Мой друг ронял эти сведения с небрежным равнодушием, однако я заметил, что искоса он следит, достаточно ли внимательно я его слушаю.
– По-вашему, человек должен обладать приличным состоянием, раз он курит трубку ценой в семь шиллингов? – сказал я.
– Табачная смесь «гросвенор» по восемь пенсов за унцию, – ответил Холмс, выбив на ладонь немного пепла. – Поскольку он мог бы купить превосходный табак за полцены, значит, ему нет нужды соблюдать экономию.
– Ну, а остальное?
– У него привычка прикуривать трубку от ламп и газовых рожков.
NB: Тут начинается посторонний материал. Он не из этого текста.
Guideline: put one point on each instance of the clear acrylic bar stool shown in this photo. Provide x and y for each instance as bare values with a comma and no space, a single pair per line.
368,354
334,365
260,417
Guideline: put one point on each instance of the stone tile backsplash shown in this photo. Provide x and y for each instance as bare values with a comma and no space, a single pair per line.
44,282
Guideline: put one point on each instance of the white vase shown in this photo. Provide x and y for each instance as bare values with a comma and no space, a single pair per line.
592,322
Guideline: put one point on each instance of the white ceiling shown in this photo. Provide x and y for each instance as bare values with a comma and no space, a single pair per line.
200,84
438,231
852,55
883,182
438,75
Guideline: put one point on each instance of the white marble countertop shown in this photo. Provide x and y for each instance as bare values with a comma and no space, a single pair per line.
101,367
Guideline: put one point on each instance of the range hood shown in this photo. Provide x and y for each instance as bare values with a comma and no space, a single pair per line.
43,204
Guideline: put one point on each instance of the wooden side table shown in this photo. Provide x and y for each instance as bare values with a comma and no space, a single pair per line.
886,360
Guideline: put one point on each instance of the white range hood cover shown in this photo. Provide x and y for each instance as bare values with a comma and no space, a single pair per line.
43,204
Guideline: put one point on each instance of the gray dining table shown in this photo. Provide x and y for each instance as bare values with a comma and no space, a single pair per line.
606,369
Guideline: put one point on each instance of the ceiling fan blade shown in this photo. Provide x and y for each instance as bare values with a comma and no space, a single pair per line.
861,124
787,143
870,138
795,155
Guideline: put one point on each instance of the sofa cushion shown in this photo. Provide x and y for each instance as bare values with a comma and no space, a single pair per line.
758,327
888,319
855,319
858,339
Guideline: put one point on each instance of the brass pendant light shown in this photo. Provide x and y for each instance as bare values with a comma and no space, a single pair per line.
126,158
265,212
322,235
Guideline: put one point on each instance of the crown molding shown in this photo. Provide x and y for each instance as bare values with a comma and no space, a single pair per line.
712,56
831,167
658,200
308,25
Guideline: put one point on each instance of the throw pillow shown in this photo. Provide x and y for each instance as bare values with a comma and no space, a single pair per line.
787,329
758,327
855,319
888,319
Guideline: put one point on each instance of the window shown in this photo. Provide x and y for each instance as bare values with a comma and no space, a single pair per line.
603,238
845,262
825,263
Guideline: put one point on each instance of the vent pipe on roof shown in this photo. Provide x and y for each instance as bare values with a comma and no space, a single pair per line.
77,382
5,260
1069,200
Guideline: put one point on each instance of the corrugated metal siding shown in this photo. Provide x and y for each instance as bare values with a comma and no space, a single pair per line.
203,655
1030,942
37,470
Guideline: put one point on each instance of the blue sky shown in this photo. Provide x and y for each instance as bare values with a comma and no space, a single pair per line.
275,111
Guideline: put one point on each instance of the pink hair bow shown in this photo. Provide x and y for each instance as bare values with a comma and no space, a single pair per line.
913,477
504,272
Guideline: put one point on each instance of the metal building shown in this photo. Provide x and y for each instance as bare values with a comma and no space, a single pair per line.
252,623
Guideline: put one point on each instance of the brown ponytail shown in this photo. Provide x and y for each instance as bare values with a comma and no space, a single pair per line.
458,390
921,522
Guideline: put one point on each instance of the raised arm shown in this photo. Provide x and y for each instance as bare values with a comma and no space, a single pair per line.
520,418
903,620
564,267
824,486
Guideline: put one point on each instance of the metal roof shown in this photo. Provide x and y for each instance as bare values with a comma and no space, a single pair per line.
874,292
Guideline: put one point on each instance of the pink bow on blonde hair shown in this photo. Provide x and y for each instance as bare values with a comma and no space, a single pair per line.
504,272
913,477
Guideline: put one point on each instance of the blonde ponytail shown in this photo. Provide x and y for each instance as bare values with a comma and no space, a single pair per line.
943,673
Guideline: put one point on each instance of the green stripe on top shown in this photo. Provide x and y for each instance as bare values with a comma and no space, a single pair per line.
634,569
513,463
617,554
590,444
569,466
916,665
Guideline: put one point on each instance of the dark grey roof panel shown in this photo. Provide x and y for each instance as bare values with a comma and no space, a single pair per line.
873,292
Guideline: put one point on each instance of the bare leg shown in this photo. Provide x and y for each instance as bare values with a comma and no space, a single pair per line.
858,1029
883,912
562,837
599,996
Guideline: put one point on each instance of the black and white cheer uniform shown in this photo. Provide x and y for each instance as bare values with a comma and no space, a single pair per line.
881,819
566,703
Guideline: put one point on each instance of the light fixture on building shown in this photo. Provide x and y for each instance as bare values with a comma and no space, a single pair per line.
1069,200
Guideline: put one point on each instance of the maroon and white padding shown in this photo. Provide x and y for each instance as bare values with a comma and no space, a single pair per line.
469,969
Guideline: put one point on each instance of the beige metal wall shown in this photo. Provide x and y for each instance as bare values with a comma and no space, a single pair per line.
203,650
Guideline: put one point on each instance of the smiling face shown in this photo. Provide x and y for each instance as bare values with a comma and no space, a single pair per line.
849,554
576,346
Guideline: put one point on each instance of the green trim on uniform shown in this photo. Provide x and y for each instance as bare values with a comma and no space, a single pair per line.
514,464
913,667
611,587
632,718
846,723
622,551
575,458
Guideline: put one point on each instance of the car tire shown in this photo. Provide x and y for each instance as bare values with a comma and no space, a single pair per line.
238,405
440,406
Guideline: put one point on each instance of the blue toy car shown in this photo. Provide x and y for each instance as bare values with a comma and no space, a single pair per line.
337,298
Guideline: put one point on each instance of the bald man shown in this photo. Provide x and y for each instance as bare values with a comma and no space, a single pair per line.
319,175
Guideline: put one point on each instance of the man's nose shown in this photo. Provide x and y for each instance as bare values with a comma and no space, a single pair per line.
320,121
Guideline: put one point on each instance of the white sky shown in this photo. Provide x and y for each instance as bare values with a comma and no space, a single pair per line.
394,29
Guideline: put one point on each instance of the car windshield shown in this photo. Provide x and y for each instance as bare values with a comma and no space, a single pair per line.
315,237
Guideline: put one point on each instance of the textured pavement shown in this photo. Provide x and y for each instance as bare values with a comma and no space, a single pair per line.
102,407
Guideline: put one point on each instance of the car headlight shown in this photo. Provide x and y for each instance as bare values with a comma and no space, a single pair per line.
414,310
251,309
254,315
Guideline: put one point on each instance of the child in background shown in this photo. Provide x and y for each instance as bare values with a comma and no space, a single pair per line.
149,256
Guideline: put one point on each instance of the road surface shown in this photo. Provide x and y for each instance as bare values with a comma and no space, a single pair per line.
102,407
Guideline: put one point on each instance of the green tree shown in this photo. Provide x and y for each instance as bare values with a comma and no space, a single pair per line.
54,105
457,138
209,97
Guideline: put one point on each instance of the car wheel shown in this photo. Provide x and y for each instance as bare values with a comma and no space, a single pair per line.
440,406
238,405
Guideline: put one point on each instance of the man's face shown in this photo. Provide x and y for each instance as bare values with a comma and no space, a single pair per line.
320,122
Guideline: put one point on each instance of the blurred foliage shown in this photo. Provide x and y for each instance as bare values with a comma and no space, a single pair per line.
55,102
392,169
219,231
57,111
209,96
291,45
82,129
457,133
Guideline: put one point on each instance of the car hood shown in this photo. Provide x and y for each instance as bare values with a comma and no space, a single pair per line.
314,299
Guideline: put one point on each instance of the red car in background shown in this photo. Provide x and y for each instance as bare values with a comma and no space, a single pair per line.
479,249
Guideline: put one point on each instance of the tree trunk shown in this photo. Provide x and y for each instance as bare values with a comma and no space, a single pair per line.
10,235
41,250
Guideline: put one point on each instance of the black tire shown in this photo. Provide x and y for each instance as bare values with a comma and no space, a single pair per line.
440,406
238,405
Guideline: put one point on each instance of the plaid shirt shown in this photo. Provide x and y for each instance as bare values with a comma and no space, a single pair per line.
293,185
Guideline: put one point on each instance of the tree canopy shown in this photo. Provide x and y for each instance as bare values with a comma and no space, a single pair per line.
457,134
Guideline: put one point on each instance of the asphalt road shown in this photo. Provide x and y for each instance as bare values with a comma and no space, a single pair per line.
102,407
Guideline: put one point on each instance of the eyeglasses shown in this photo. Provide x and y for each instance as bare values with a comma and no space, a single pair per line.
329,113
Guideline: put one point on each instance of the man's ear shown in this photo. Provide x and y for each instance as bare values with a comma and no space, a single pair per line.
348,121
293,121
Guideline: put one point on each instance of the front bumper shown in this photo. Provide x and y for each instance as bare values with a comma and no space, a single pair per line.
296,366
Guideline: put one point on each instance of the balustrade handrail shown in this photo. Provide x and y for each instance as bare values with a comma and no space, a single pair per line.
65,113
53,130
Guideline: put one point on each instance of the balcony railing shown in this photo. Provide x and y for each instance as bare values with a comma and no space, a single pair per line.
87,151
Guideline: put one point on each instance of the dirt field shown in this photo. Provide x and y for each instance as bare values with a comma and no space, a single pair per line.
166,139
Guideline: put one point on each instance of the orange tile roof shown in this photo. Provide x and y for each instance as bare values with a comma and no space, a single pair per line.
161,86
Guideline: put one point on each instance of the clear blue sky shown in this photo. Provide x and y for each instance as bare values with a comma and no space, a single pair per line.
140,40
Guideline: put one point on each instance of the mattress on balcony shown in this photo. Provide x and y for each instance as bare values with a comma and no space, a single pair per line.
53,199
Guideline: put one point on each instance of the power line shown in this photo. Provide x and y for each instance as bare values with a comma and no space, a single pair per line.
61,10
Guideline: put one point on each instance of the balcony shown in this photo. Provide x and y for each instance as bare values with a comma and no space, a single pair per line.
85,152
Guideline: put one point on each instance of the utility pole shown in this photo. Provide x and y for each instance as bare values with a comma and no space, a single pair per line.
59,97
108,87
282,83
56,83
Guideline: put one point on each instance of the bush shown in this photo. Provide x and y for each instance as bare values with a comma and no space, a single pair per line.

Видите, она заметно закопчена только с одной стороны. Спичка такого не натворила бы. С какой стати стал бы курильщик держать спичку сбоку от трубки? Но вот от лампы прикурить, не закоптив трубку, вы не сможете. А копоть только справа. Из этого я делаю вывод, что он левша. Поднесите к лампе собственную трубку, и, будучи правшой, вы, естественно, повернете ее к пламени левой стороной. Иногда, конечно, вы можете повернуть ее и другой стороной, но не часто. А эту трубку всегда держали только так. Далее, он прокусил янтарь. На это способен только мускулистый энергичный субъект – и с отличными зубами. Однако, если не ошибаюсь, я слышу его шаги на лестнице, так что для анализирования нас ожидает кое-что поинтереснее трубки.
Мгновение спустя дверь отворилась, и в комнату вошел высокий молодой человек. Одет он был элегантно, но неброско, в темно-серый костюм, а в руке держал коричневую широкополую шляпу из фетра. Я дал бы ему лет тридцать, хотя в действительности он был несколько старше.
– Прошу извинить меня, – сказал он с некоторым смущением. – Полагаю, мне следовало бы постучать. Да, разумеется, следовало бы постучать. Беда в том, что я несколько взволнован, и в этом причина.
Он провел ладонью по лбу, как человек, несколько оглушенный, а затем не столько сел, сколько рухнул в кресло.
– Я вижу, вы не спали ночь, если не две, – сказал Холмс со своей мягкой непринужденностью. – А это расстраивает нервы больше, чем труд, даже больше, чем удовольствие. Могу ли я спросить, какой помощи вы от меня ждете?